Gandhi of the West Bank

By Robert Hirschfield, March 2008 issue

Abdullah Abu Rahma is a child of the First Intifada, an orphan of the Second Intifada, and a man central to the rebirth of Palestinian nonviolence on the West Bank.

This thirty-six-year-old high school teacher in Bil’in, a town on the West Bank, organizes weekly nonviolent protests against Israel’s separation wall. Every Friday for the past three years, Palestinians—together with Israeli dissidents and young solidarity activists from overseas—have been climbing the hillside where Israel has erected its fence. Soldiers routinely turn them back with tear gas, stun grenades, and rubber bullets. Abu Rahma estimates that 800 people have been wounded since the protests began.

But this has not deterred the protesters, who keep coming back. Once they came with a bride and groom in tow, who took their marriage vows as resisters of the wall. Another time they taped their mouths shut and on their bodies they had written the names of countries whose governments condone the wall.

Except for periodic stone throwing, reminiscent of the First Intifada, the protest in Bil’in is remarkable for its discipline.

After one Friday protest, featuring a squad of bikers all the way from Tel Aviv, the demonstrators gathered on the ground floor of Abu Rahma’s house. He managed to slip away from the crowd to a quiet upper room.

He does not draw you in with any magnetism, but his quiet defiance exerts its own power.

What Anne Lamott said of Grace Paley in Traveling Mercies applies to him: “She reminds me of a durable desert shrub that the wind just can’t blow over.”

Abu Rahma is quick to point out that the nonviolent resistance at Bil’in is very much in the Palestinian tradition.
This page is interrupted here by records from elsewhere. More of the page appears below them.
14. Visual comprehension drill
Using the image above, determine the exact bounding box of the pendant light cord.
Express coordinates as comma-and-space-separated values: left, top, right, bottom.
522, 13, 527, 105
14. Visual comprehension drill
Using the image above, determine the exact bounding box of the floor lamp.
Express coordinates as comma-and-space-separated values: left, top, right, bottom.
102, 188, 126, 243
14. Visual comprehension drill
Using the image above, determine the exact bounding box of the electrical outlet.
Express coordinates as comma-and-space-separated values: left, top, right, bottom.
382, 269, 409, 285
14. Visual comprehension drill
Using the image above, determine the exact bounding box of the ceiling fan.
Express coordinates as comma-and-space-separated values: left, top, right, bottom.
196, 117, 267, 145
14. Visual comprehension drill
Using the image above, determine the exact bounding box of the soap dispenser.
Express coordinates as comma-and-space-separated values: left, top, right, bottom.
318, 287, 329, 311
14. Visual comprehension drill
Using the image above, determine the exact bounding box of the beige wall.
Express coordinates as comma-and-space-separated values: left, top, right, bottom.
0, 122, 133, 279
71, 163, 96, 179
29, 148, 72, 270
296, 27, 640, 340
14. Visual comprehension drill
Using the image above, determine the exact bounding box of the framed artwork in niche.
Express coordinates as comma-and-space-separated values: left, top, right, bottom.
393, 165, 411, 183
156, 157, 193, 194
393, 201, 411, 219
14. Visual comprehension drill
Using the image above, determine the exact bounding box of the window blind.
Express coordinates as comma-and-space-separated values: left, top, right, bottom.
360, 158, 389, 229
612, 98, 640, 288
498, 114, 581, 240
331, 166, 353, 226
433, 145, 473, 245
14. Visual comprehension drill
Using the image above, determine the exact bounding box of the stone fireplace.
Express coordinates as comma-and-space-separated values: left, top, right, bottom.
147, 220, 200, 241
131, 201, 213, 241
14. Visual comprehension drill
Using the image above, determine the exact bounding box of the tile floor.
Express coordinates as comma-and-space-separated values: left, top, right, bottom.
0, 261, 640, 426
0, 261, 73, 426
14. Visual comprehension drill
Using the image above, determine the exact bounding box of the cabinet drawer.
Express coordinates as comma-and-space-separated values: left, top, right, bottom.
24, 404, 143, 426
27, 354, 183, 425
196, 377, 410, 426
“During the ’36 uprising, workers staged a general strike that lasted six months,” he says.

Then he discusses the First Intifada. “Workers refused to go to their jobs in Israel,” he says. “Students went on strike. In Beit Sahour, people refused to pay taxes to Israel. There was a boycott of Israeli textiles. Nonviolence gave Palestinians a chance to get involved in the resistance in many different ways.”

That has changed now, he laments: “To be a part of the Second Intifada, you have to be a part of some militia.”

But not in Bil’in.

Its creativity has proven vexing to the Israelis.

“On May 4, 2005, the Israelis told us that they would uproot our olive trees in the morning,” he says. “We defied them by chaining ourselves to the olive trees, saying to them, ‘If you uproot our olive trees, you must uproot our lives.’ The Israeli press was there, Al Jazeera was there. People woke up in the morning and saw us on television.”

The Israelis arrested Abu Rahma three times after that action. But thanks to campaigns on the Internet and to progressive supporters in the Knesset, he won quick release.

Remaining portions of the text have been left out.